For all this tut tutting about the conflicts created by private consulting, how come no one in the journal or media community ever talks about the whores that get money from the guvment? Take millions in grants, get appointments galore and enjoy wide acclaim and promotion even though they are mindless and corrupted shills for the EPA or some other guvment agency.
http://www.huffingtonpost.com/2013/12/20/public-health-researcher-entanglements_n_4479197.html?utm_hp_ref=green

7 thoughts on “Oh the Agony of the Research Community”

  1. Lead is the new asbestos. Something to ban in order to look like you are “saving humanity!!!!!” And something to file lawsuits over. “Join our class action suit!” (and get your $15).

  2. How much junk science thinking like I saw in that article gets in the way of real research on things like leukemia? It’s a terrible disease, especially the acute forms, in adults or children. Demonizing and concentrating on something like lead when you don’t really know the cause, seems to get in the way of productive research.

  3. What a hit piece! Academic research types are always on the hustle for grants from public money and private/industrial sources. To suggest that one source makes you are forever tainted and no longer pure enough to protect the public and the other doesn’t is absolutely idiotic. If that is so, why do the “pure” researchers happily use products and services made by evil industry? If exposure to lead, in any amount as suggested by this article is so deadly, how did the human race survive?
    Is there really an association with lead and childhood or any leukemia as this article kept implying? The article seemed to want to say that. Loose, weak associations from data dredges and asking people what they remember? I took one of those surveys on exposure to chemicals while farming. All I had to do is remember what, how much, and how often I used 50 years previously as a teenager.

  4. None of that lead scare business seems to be happening in the Queendom, where every other house either has a lead roof or at least lead flashings and spouts. A multi-storey building next door to my office is entirely lead-clad, except for windows, which are made of lead glass. Get that, bitches?
    This fits with Milloy’s original observation that one can only succeed in scaring the public about something they can be expected to give up without a fight.

  5. If lead can aid cancer, I’d use it. Turns out the metals that can kill us can cure us in another light. And yet the scaremongers don’t want to hear it.
    Traitors.

  6. Definitely an “ad hominem” hit piece. Repulsive, since she’s not around to respond. No data supplied or linked to, only unreferenced opinions or supposed facts. I’d bet all the opposing studies have very weak statistical correlations. Par for the course.

  7. I read the Huffington post on Dr.

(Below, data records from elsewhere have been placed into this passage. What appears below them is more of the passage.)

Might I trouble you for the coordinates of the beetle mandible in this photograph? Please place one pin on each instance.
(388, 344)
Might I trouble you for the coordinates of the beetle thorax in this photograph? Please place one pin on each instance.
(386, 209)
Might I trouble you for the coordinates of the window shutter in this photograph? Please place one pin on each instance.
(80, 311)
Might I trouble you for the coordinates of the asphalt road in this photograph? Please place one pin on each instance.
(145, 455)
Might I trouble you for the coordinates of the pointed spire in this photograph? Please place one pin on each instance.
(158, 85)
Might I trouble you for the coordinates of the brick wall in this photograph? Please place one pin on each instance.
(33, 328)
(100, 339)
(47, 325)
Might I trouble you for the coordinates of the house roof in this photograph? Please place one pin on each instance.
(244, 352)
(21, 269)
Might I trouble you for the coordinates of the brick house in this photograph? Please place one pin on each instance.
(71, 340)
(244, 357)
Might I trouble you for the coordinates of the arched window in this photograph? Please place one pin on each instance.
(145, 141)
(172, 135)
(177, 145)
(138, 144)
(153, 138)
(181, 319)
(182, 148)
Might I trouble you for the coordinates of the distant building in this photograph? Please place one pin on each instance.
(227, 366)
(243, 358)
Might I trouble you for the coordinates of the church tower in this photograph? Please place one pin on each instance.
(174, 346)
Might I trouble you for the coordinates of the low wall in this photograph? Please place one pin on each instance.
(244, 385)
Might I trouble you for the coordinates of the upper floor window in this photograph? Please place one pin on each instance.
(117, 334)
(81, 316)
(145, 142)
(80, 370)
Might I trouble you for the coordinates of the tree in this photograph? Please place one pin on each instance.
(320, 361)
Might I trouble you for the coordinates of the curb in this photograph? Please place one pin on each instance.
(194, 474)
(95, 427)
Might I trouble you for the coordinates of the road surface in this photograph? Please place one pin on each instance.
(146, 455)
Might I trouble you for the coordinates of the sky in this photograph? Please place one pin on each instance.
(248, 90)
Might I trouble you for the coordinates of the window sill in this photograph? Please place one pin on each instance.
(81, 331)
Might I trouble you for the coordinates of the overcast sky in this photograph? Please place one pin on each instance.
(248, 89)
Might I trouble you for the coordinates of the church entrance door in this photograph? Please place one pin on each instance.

Buffler. Oh so smugly written, where the point seems to be that if anyone takes industry money they are an industry whore. I’ve looked at a lot of complex observational data sets and they are very difficult for (even honest) experts. Hayek would likely put these data sets as so difficult that even experts will not be able to sort them out. The track record for experts making sense of observational data sets is very checkered. Experts at Harvard School of Public Health mostly fail when their claims are tested in randomized clinical trials.
    Clearly, industry should be able to hire any person they want and a university person should be free to take the work.
    We want the best experts possible to help lawyers and judges. As we should know, they need all the help they can get.